Lab 5.2 — Add a Missing TestVertexImpl Transition Test

Lab type: Fix-It (test improvement)
Estimated time: 90 min
Tez module: tez-dag
Key class: org.apache.tez.dag.app.dag.impl.TestVertexImpl


Overview

TestVertexImpl covers the VertexImpl state machine but no test suite is ever complete.

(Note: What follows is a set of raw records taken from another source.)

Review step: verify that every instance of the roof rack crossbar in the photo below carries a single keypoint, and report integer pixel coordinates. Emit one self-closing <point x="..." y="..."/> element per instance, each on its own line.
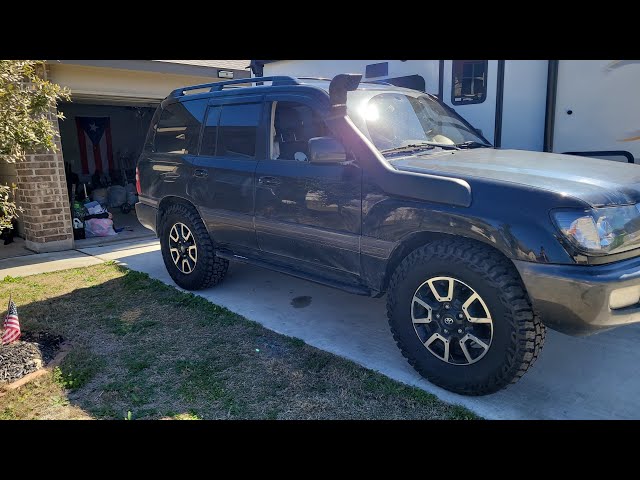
<point x="218" y="86"/>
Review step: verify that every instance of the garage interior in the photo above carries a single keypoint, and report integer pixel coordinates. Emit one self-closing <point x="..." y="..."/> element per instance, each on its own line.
<point x="119" y="140"/>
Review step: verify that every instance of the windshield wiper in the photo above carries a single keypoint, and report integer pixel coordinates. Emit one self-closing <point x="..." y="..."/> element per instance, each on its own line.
<point x="418" y="146"/>
<point x="472" y="144"/>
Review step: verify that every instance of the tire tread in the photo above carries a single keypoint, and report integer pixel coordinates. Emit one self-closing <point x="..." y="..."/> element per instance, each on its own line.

In this lab you will:

  1. Read the state machine definition
  2. Identify an untested transition
  3. Write a JUnit test that exercises that transition
  4. Verify it fails without the expected assertions and passes with them

This is the canonical entry point for new Tez contributors — many accepted patches are "add test coverage for transition X".

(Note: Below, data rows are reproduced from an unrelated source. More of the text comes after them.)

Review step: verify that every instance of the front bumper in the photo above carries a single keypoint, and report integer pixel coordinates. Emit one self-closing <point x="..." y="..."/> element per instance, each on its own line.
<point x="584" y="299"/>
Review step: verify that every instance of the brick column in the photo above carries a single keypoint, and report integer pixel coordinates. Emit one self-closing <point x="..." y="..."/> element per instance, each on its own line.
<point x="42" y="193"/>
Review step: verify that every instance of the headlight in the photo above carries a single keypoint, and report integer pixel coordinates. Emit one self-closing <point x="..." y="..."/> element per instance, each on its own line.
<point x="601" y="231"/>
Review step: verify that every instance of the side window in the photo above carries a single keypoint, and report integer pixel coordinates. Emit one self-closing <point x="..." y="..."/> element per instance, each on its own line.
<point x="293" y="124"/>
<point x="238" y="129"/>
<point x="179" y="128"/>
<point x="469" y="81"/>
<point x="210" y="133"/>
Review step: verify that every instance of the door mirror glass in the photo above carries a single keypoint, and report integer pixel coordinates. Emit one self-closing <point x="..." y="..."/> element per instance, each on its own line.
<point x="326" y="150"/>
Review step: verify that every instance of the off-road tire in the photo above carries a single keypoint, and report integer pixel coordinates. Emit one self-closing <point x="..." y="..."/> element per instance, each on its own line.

Step 1 — Locate the State Machine Definition

find ~/tez-src -name "VertexImpl.java" | head -3
grep -n "StateMachineFactory\|addTransition" \
  ~/tez-src/tez-dag/src/main/java/org/apache/tez/dag/app/dag/impl/VertexImpl.java \
  | head -50

The state machine is built with StateMachineFactory<VertexImpl, VertexState, VertexEventType, VertexEvent>. Each addTransition() call defines:

  • current state
  • event type
  • next state
  • transition action

Step 2 — Read TestVertexImpl.java

wc -l ~/tez-src/tez-dag/src/test/java/org/apache/tez/dag/app/dag/impl/TestVertexImpl.java

It is large (~5,000 lines). You do not need to read it all. Instead:

grep -n "public void test" \
  ~/tez-src/tez-dag/src/test/java/org/apache/tez/dag/app/dag/impl/TestVertexImpl.java \
  | head -60

List all test method names.


Step 3 — Find an Untested Transition

Compare the transitions in VertexImpl.java to the tests in TestVertexImpl.java.

Strategy:

  1. List all addTransition calls with grep -n "addTransition" VertexImpl.java
  2. For each transition, search TestVertexImpl.java for a test that covers the (fromState, eventType) pair
  3. Find one that is missing

Hint: look at transitions from INITED state. Some transitions from INITED triggered by rare events (e.g. VERTEX_FAILED before a task is scheduled) are often not explicitly tested.


Step 4 — Write the Test

Add a new test to TestVertexImpl.java. Follow the exact style of the surrounding tests:

@Test(timeout = 5000)
public void testVertexFailed_FromInitedState() {
    // TODO: initialize a vertex to INITED state using the existing test helpers
    //       then send a VERTEX_FAILED event
    //       assert the vertex transitions to ERROR or FAILED state
    //       assert any cleanup callbacks were invoked
}

Pattern to follow:

  • Look for an existing test that puts the vertex in the state you need (e.g. testVertexWithInitializer reaches RUNNING; look for a simpler path)
  • Use dispatcher.getEventHandler().handle(new VertexEventXxx(...)) to fire events
  • Use vertex.getState() to assert the resulting state

Step 5 — Run the New Test

cd ~/tez-src
mvn test -pl tez-dag \
  -Dtest=TestVertexImpl#testVertexFailed_FromInitedState -q 2>&1 | tail -20

Step 6 — Run the Full Test Class

mvn test -pl tez-dag -Dtest=TestVertexImpl -q 2>&1 | tail -10

All existing tests must still pass.


Step 7 — Write the Patch and JIRA Description

cd ~/tez-src
git diff > /tmp/TEZ-VERTEXTEST.001.patch
cat /tmp/TEZ-VERTEXTEST.001.patch

Draft JIRA:

Summary: TestVertexImpl is missing coverage for VERTEX_FAILED from INITED state

Description:
  The VertexImpl state machine defines a transition (INITED, VERTEX_FAILED)
  but TestVertexImpl has no test that fires this event path.  This patch adds
  TestVertexImpl#testVertexFailed_FromInitedState to cover the gap.

Priority: Minor
Component: tez-dag

Deeper Understanding

#Question
1What is the difference between VertexState.FAILED and VertexState.ERROR? When does the AM choose each?
2TestVertexImpl uses a mock AppContext. What methods on AppContext does VertexImpl call most frequently? (grep for appContext.)
3What is DrainDispatcher and why is it used in tests instead of AsyncDispatcher?
4Some tests set a Clock mock. Why would a state machine test need to control time?